Menedżer Arsenalu Londyn uważa, że arbiter meczu w Stambule bezpodstawnie usunął z murawy Aarona Ramseya. Przyznaje, iż z końcowego wyniku jest umiarkowanie zadowolony.

Konrad Kostorz
Konrad Kostorz

Arsenal Londyn bezbramkowo zremisował z Besiktasem Stambuł w pierwszym meczu IV rundy eliminacji Ligi Mistrzów, a rywalizację kończył w dziesiątkę po tym, jak Milorad Mazić pokazał dwie żółte kartki Aaronowi Ramseyowi.

- Ani pierwsza, ani druga decyzja sędziego o ukaraniu piłkarza nie była słuszna. To niewiarygodna czerwona kartka, biorąc pod uwagę inne faule, jakie zostały popełnione w tym meczu - przyznał Arsene Wenger, który w rewanżu nie skorzysta z usług walijskiego pomocnika.
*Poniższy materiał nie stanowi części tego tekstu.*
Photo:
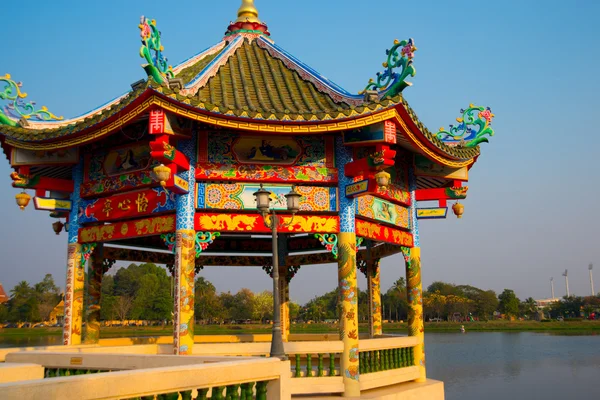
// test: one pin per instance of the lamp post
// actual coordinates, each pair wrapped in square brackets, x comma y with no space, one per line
[263,202]
[591,267]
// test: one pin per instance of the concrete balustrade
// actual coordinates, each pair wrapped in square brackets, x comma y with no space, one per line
[313,366]
[182,380]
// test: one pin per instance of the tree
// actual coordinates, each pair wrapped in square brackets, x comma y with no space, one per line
[294,310]
[24,305]
[509,303]
[486,302]
[123,306]
[3,313]
[435,303]
[263,305]
[47,295]
[243,308]
[207,304]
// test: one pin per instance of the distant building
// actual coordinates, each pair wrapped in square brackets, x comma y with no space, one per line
[543,303]
[3,296]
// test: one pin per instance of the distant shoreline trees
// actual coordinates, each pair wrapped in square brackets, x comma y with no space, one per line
[145,292]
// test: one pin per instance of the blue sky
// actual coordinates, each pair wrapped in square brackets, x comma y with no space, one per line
[532,205]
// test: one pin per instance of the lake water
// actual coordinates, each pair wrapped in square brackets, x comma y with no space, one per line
[493,366]
[515,366]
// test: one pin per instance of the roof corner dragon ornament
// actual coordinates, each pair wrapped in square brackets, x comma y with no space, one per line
[17,109]
[472,128]
[151,50]
[390,82]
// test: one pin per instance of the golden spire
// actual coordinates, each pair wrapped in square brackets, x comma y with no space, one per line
[247,12]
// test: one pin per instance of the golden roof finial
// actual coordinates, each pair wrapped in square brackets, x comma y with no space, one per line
[247,12]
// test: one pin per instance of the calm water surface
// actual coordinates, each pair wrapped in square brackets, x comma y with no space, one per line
[492,366]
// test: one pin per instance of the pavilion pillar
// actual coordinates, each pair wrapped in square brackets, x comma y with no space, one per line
[94,287]
[185,258]
[284,289]
[373,283]
[284,295]
[75,272]
[348,301]
[414,287]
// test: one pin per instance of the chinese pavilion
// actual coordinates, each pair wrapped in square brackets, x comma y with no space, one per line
[172,167]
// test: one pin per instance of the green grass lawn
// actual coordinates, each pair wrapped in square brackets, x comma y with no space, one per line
[491,326]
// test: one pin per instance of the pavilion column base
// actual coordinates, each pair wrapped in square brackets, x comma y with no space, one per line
[184,273]
[284,294]
[73,296]
[94,287]
[374,285]
[348,313]
[415,308]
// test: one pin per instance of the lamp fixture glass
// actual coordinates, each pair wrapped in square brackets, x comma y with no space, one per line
[383,179]
[57,227]
[163,174]
[263,200]
[22,200]
[293,200]
[458,209]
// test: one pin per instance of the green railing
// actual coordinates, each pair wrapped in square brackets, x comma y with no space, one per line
[244,391]
[58,372]
[385,359]
[325,365]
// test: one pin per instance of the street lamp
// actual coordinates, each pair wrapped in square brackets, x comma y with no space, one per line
[263,202]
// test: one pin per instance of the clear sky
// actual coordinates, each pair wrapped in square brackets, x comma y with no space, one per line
[532,205]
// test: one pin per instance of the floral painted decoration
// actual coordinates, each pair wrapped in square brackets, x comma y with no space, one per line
[17,108]
[390,82]
[152,49]
[471,129]
[203,239]
[329,240]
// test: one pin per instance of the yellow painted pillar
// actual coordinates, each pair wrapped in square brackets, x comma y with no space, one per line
[374,284]
[348,312]
[415,307]
[284,295]
[184,268]
[94,287]
[73,296]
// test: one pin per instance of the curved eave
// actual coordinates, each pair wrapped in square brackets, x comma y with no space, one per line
[133,107]
[150,98]
[418,135]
Przed rokiem Kanonierzy nie dali szans Fenerbahce Stambuł i wygrali nad Bosforem 3:0. Besiktas wyżej zawiesił poprzeczkę angielskiej drużynie. - To było trudne spotkanie toczone w szybkim tempie. Rywale walczyli zawzięcie o każdą piłkę i musieliśmy wykazać się maksymalną koncentracją. W kilku sytuacjach zabrakło nam perfekcyjnego przygotowania fizycznego - ocenił w rozmowie z oficjalnym serwisem klubu.
Rewanżowy pojedynek na Emirates Stadium odbędzie się już 27 sierpnia. - Remis należy uznać za sprawiedliwy, bowiem obie drużyny miały po kilka niezłych okazji. Również w drugim meczu nie będzie nam łatwo pokonać Besiktasu, który jest klasową drużyną. Zagramy jednak u siebie i nie wyobrażam sobie innego rozstrzygnięcia niż nasz awans - zapowiedział Wenger.

Francuski menedżer przyznał, że Arsenal prawdopodobnie nie dokona już wzmocnień, ale w najbliższy weekend do gry wreszcie mają być gotowi Mesut Oezil, Per Mertesacker oraz Lukas Podolski.